Deploying multiple identical copies of a virtual machine for compute tasks
- by Reid
I have a compute task which has a large number of library dependencies. I would like to deploy it on some of my company's large Linux clusters, where I do not have root. I could probably track down, compile, and install the right versions of all the libraries, but this looks to be quite tedious and would have to be repeated if I deployed it again somewhere else.
On the other hand, it's pretty easy to install on current Ubuntu. This led me to wonder about a virtual machine approach. Could I put together a virtual machine which booted up, ran the computation (with parameters from and results to the host), and then shut down? In other words, I'd like a command like this that I could run on the host:
$ ./run-vm --ram N --task /path/on/host/foo.sh --results /another/host/dir/
This would boot the VM, run foo.sh, and put the (relatively small) results of the computation in /another/host/dir/.
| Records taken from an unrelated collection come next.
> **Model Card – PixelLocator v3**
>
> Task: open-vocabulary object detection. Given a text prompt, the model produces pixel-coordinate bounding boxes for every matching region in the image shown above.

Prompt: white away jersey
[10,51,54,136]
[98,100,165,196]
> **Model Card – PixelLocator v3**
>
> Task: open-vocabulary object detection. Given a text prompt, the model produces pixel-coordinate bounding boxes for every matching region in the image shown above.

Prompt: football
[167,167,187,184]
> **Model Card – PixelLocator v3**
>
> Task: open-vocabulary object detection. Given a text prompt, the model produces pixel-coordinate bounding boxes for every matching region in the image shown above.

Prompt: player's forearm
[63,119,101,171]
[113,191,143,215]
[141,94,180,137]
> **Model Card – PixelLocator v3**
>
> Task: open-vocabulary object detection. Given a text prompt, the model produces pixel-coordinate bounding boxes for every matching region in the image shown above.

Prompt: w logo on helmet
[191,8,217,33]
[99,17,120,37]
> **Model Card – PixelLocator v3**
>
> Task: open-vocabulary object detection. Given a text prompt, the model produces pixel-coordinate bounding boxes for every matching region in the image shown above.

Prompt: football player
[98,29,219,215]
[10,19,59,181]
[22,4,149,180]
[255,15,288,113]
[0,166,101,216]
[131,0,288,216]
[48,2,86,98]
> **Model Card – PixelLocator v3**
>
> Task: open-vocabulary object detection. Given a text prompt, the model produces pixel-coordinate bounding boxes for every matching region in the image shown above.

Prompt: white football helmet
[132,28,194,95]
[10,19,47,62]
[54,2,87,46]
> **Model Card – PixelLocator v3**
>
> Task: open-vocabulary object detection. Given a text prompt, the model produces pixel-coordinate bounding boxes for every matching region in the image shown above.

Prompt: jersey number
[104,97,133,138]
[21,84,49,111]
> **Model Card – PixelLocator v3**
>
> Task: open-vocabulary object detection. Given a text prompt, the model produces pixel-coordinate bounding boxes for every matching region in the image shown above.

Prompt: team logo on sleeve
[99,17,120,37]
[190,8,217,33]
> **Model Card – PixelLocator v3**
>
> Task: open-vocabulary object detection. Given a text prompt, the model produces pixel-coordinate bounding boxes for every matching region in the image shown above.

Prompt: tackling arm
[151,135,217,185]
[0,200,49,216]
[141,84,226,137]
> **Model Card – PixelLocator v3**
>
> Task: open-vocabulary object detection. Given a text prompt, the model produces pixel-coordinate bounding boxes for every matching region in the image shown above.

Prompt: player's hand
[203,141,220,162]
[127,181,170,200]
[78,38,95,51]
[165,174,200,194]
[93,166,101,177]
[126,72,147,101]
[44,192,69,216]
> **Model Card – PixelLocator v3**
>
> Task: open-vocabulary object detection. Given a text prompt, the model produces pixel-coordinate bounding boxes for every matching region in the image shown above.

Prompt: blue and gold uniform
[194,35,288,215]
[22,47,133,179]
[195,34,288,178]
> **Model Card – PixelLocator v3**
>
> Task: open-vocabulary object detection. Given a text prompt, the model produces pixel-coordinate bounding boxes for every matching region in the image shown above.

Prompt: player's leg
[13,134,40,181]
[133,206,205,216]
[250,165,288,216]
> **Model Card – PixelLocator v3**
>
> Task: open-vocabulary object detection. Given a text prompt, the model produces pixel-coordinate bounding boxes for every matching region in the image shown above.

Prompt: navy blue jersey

It's important to start up many instances of the VM simultaneously, both on a single node and multiple nodes of the cluster. So it would be nice if I didn't have to make many copies of the VM virtual disk and metadata.
As the task instances are completely independent, the VMs would not need any network support once deployed, or any outside communications beyond reading and writing the host filesystem.
Is this possible, and if so, how might I go about doing it? Are there assumptions I've made above which are bogus?